As agents become more autonomous, the cost of incorrect assumptions multiplies. A wrong premise in step 1 of a 10-step plan doesn't just produce one bad file — it produces a coherent but fundamentally flawed implementation across the entire feature.

Companies like Anthropic, OpenAI, and Google DeepMind are actively working on improving agent reasoning capabilities. But better reasoning doesn't help when the premises themselves are wrong. An agent that reasons perfectly from flawed assumptions will produce even more convincingly wrong code.

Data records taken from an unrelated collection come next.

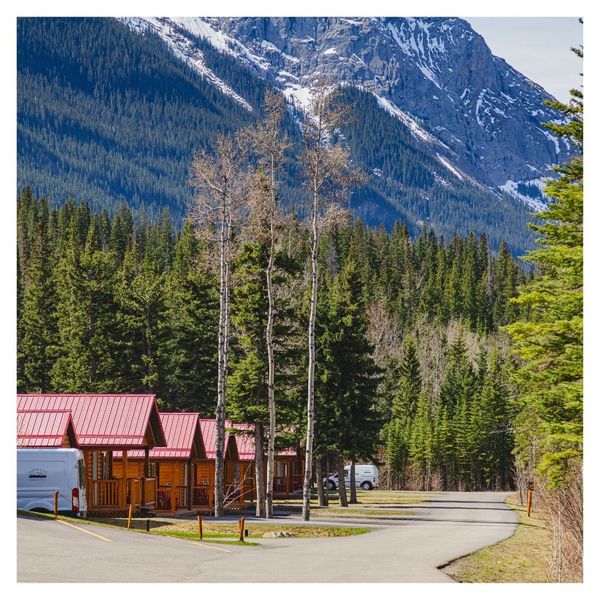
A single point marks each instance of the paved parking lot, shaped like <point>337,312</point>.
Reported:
<point>402,549</point>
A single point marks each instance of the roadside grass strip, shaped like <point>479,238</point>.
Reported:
<point>96,535</point>
<point>357,512</point>
<point>221,531</point>
<point>522,558</point>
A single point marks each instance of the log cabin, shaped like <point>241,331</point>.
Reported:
<point>104,424</point>
<point>46,429</point>
<point>289,467</point>
<point>239,469</point>
<point>173,466</point>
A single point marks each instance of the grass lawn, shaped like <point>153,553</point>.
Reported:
<point>256,530</point>
<point>367,498</point>
<point>359,512</point>
<point>212,531</point>
<point>522,558</point>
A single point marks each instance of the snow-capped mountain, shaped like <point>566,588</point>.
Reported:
<point>112,110</point>
<point>480,117</point>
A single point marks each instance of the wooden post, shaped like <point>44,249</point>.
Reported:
<point>241,529</point>
<point>145,475</point>
<point>189,484</point>
<point>123,498</point>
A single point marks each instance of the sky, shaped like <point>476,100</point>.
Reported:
<point>538,47</point>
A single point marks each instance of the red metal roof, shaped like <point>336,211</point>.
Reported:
<point>245,441</point>
<point>101,420</point>
<point>182,431</point>
<point>209,435</point>
<point>44,428</point>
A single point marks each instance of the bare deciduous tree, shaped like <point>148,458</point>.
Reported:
<point>269,145</point>
<point>329,177</point>
<point>219,183</point>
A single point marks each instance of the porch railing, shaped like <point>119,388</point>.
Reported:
<point>202,495</point>
<point>171,497</point>
<point>103,493</point>
<point>150,490</point>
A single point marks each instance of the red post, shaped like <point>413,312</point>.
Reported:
<point>241,529</point>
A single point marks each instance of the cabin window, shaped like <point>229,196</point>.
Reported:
<point>80,474</point>
<point>281,469</point>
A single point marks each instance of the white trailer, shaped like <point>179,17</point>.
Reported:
<point>41,472</point>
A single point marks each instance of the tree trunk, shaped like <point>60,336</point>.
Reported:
<point>223,360</point>
<point>326,484</point>
<point>342,481</point>
<point>259,462</point>
<point>310,403</point>
<point>353,498</point>
<point>271,364</point>
<point>319,477</point>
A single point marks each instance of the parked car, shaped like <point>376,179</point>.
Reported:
<point>367,477</point>
<point>42,471</point>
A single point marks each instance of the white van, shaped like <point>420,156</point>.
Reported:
<point>42,471</point>
<point>367,477</point>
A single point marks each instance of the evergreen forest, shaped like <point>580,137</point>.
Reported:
<point>411,359</point>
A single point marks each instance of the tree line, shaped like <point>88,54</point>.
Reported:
<point>108,304</point>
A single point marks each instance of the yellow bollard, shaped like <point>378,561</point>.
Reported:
<point>241,529</point>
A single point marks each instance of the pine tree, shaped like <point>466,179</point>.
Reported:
<point>37,327</point>
<point>550,341</point>
<point>189,328</point>
<point>409,382</point>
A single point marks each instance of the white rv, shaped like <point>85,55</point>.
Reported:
<point>367,477</point>
<point>41,472</point>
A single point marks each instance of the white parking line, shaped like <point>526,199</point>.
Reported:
<point>100,537</point>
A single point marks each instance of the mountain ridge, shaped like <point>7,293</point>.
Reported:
<point>419,170</point>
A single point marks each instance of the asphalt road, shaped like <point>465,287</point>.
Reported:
<point>399,549</point>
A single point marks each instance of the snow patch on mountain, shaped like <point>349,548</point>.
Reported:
<point>184,49</point>
<point>512,188</point>
<point>408,120</point>
<point>450,168</point>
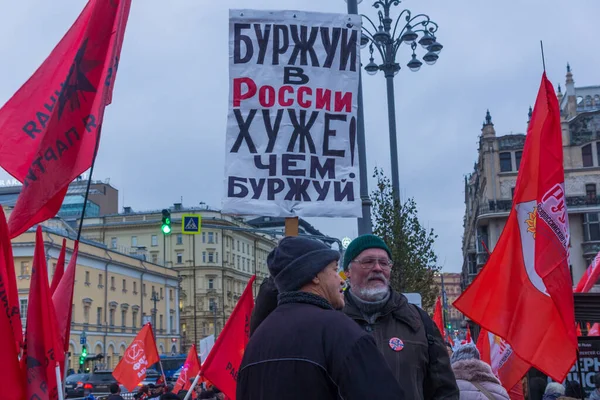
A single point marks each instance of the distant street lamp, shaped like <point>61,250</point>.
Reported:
<point>385,41</point>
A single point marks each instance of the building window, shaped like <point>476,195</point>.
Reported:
<point>586,155</point>
<point>505,162</point>
<point>590,191</point>
<point>518,155</point>
<point>591,227</point>
<point>25,268</point>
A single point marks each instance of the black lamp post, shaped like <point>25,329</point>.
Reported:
<point>385,39</point>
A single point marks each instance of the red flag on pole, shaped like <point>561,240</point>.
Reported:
<point>60,268</point>
<point>191,368</point>
<point>8,286</point>
<point>438,317</point>
<point>590,277</point>
<point>524,294</point>
<point>62,298</point>
<point>506,365</point>
<point>49,128</point>
<point>42,348</point>
<point>140,354</point>
<point>223,361</point>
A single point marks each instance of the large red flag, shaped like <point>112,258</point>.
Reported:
<point>190,369</point>
<point>506,365</point>
<point>49,128</point>
<point>438,317</point>
<point>590,277</point>
<point>42,348</point>
<point>223,362</point>
<point>140,354</point>
<point>62,299</point>
<point>524,294</point>
<point>60,268</point>
<point>9,296</point>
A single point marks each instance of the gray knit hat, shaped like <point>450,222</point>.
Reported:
<point>465,352</point>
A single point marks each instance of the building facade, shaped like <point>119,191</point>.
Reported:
<point>214,266</point>
<point>112,298</point>
<point>490,187</point>
<point>449,288</point>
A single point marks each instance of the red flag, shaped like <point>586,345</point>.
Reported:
<point>49,128</point>
<point>62,298</point>
<point>506,365</point>
<point>190,369</point>
<point>524,294</point>
<point>8,287</point>
<point>42,348</point>
<point>60,268</point>
<point>223,361</point>
<point>438,317</point>
<point>140,354</point>
<point>590,277</point>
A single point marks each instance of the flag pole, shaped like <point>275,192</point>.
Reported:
<point>191,390</point>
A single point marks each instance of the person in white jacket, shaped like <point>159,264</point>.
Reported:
<point>474,377</point>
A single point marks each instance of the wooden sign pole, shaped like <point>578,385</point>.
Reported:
<point>291,226</point>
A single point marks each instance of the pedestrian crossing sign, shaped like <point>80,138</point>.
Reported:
<point>191,224</point>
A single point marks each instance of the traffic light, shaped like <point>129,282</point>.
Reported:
<point>83,355</point>
<point>166,226</point>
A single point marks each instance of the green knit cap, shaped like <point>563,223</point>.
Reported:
<point>362,243</point>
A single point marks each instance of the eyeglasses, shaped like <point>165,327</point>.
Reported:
<point>369,263</point>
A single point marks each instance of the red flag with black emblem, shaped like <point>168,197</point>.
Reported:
<point>43,350</point>
<point>223,362</point>
<point>140,355</point>
<point>49,128</point>
<point>190,369</point>
<point>524,294</point>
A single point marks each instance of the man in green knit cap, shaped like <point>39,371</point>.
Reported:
<point>405,334</point>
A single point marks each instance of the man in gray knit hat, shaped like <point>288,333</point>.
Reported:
<point>305,348</point>
<point>405,335</point>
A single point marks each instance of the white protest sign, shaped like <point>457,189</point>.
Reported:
<point>291,127</point>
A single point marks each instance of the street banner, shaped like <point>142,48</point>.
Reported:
<point>291,143</point>
<point>589,354</point>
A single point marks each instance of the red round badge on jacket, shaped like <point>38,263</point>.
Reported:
<point>396,344</point>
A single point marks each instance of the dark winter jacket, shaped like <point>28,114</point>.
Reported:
<point>422,370</point>
<point>266,302</point>
<point>306,350</point>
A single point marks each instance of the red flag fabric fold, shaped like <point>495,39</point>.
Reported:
<point>62,298</point>
<point>223,361</point>
<point>60,268</point>
<point>140,354</point>
<point>49,127</point>
<point>10,305</point>
<point>190,369</point>
<point>42,348</point>
<point>524,294</point>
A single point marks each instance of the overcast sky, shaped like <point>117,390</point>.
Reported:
<point>164,134</point>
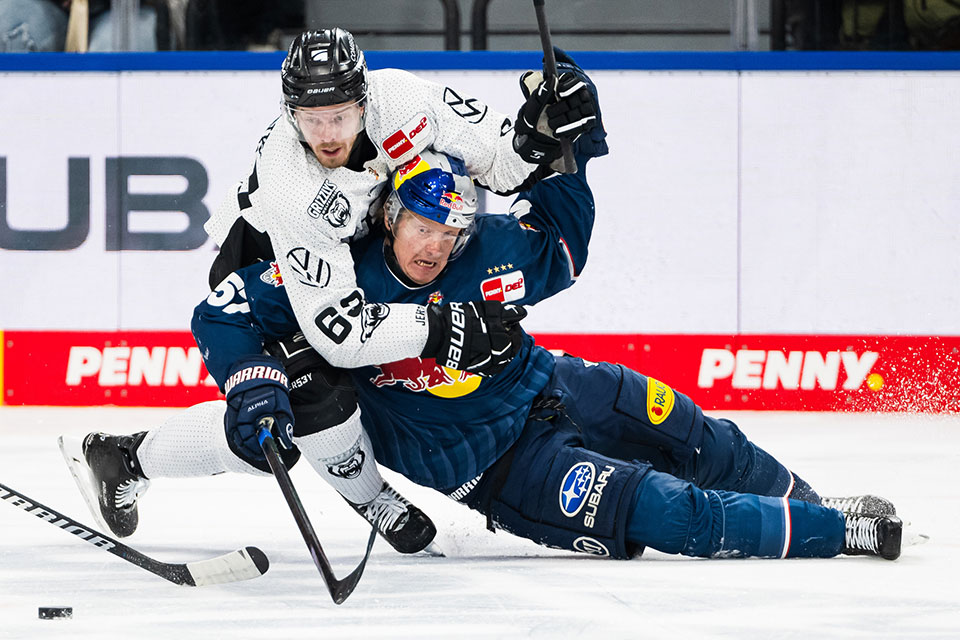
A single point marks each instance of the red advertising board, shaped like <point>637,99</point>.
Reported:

The Growing Market for AI Development Guardrails

Mainline enters a nascent but rapidly growing category of tools designed to add guardrails around AI coding agents. The market includes several adjacent solutions:

Greptile offers codebase-aware AI that indexes repositories to provide better context. Sourcegraph Cody similarly uses code intelligence to ground AI responses in actual codebase patterns. LinearB and Swarmia focus on engineering metrics that could potentially flag when AI-generated code diverges from team norms.

However, none of these tools specifically address the problem of capturing and surfacing negative decisions — the things a team chose NOT to do and why. This is the specific niche Mainline appears to target.

The broader AI developer tools market reached an estimated $5.1 billion in 2024, according to Gartner, with projections suggesting it could exceed $22 billion by 2028. Within this market, tools that improve AI code quality and safety represent a growing subsegment as enterprises move past initial adoption and confront the maintenance challenges of AI-generated code.

What This Means for Development Teams

For engineering teams currently using or evaluating AI coding agents, the problem Mainline highlights deserves immediate attention regardless of whether they adopt this specific tool. Several practical steps can mitigate context-blind AI modifications:

  • Audit your repository for 'ghost artifacts' — dead code, abandoned experiments, and half-finished features that could mislead AI agents
  • Establish a lightweight decision log — even a simple markdown file tracking 'what we decided not to do and why' provides valuable signal
  • Configure agent constraints proactively — use AGENTS.md files as a starting point, even if they require ongoing maintenance
  • Review AI-generated code with 'context skepticism' — ask not just 'is this code correct?' but 'does this code reflect our current architectural direction?'
  • Clean up dead code aggressively — the presence of abandoned code is one of the strongest misleading signals for AI agents

The fundamental insight from the Mainline project is that code quality for AI agents isn't just about the code that exists — it's about making the absence of code equally informative. When a team decides to remove a technology from their stack, the removal itself needs to be documented as clearly as the original addition.

Looking Ahead: Context-Aware AI Development

The challenge Mainline addresses will likely intensify as AI agents grow more capable and autonomous. The industry is moving toward agents that can operate across entire codebases for hours at a time, making dozens of interconnected changes. In this future, the cost of missing context becomes exponentially higher.

Several trends suggest this problem space will attract significant attention in 2025 and beyond. First, enterprise adoption of AI coding agents is accelerating, bringing these issues to larger and more complex codebases. Second, regulatory pressure around AI-generated code — particularly in healthcare, finance, and defense — will demand better provenance and decision tracking. Third, the sheer volume of AI-generated code in repositories will create a feedback loop where agents increasingly build on top of other agents' potentially flawed work.

Mainline is currently seeking beta testers, particularly engineers working on teams that have experienced the 'reasonable but wrong' pattern with AI coding tools. The tool represents an early attempt to solve what may become one of the defining challenges of the AI-assisted development era: ensuring that artificial intelligence doesn't just understand what code does, but understands why the team chose to write it that way — and what they deliberately chose not to build.